The reply from Campaign for Liberty legislative director Jeff Shipley:
“If you’re going to call yourself a true constitutionalist, well, it’s right there in the Constitution,” Shipley told the Washington Examiner during a phone interview. “Obviously, that’s something Mr. Cruz needs to address, that he’s eligible for the office.”
Shipley doesn’t think that’ll be difficult. “With the legal documents, it’s all language, and he’s a very competent lawyer, so I’m sure he can get around it,” he said.
He also addressed the claim that Campaign for Liberty is casting doubt on Cruz’s eligibility. “There probably are some Senator Paul supporters that feel threatened by Senator Cruz, and they may be saying some things, but I think that’s just kind of petty nonsense — I don’t think it’ll amount to much,” Shipley said, noting that he hadn’t heard any Campaign for Liberty people making the argument.

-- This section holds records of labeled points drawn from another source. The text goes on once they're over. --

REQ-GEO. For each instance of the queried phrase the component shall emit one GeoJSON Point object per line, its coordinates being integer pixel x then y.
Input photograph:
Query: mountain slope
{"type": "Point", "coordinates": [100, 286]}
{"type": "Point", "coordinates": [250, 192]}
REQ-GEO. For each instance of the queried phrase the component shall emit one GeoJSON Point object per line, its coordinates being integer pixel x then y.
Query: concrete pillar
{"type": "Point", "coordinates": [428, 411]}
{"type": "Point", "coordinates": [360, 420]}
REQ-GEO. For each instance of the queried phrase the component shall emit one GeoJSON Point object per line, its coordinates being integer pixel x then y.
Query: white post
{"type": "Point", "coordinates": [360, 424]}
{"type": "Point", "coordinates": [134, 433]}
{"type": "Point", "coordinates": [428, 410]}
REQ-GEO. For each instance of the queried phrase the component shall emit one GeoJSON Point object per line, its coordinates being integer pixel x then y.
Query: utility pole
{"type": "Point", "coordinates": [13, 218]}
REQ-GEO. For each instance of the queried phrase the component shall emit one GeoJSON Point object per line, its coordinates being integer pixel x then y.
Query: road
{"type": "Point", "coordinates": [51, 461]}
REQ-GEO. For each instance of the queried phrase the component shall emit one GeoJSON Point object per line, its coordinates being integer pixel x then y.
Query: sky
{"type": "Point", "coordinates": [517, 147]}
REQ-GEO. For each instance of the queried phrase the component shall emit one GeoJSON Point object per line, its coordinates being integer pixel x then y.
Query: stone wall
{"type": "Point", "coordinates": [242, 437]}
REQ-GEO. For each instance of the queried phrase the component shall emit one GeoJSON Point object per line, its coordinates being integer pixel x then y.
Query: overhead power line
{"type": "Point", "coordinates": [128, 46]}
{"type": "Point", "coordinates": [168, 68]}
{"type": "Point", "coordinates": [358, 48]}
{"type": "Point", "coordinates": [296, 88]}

Paul himself said last week that he doesn’t question Cruz’s eligibility, which would make it … difficult for him to raise this later. In fact, I think the real news from Bedard’s piece is Craig Robinson of the Iowa Republican website saying that political reporters he’s spoken to believe the eligibility issue will be Cruz’s “biggest hurdle” in Iowa. Really? Which rivals are going to make that an issue in the primaries? Hillary had that option against Obama five years ago and passed on it, sensing (correctly) that it would probably blow up on her by annoying undecideds and making her look desperate. If Paul or Christie or anyone else ends up reduced to navel-gazing about Cruz’s eligibility to win Iowa, that would likely mean Cruz has the caucus all but locked up. As for grassroots anti-Cruz Birtherism, the fuel for that in Obama’s case was antipathy to his liberalism; get O disqualified from office, the logic went, and you stop America’s leftward drift (or slow it, since Uncle Joe Biden was waiting in the wings). How much antipathy to the famously conservative Cruz are you likely to find in the famously conservative Iowa GOP electorate?
In other news today, Cruz reaffirmed that he stands with Rand in the dispute between him and Christie over national security. Exit question: Why would a former Santorum staffer want to set Paul and Cruz against each other this early? Hmmmm.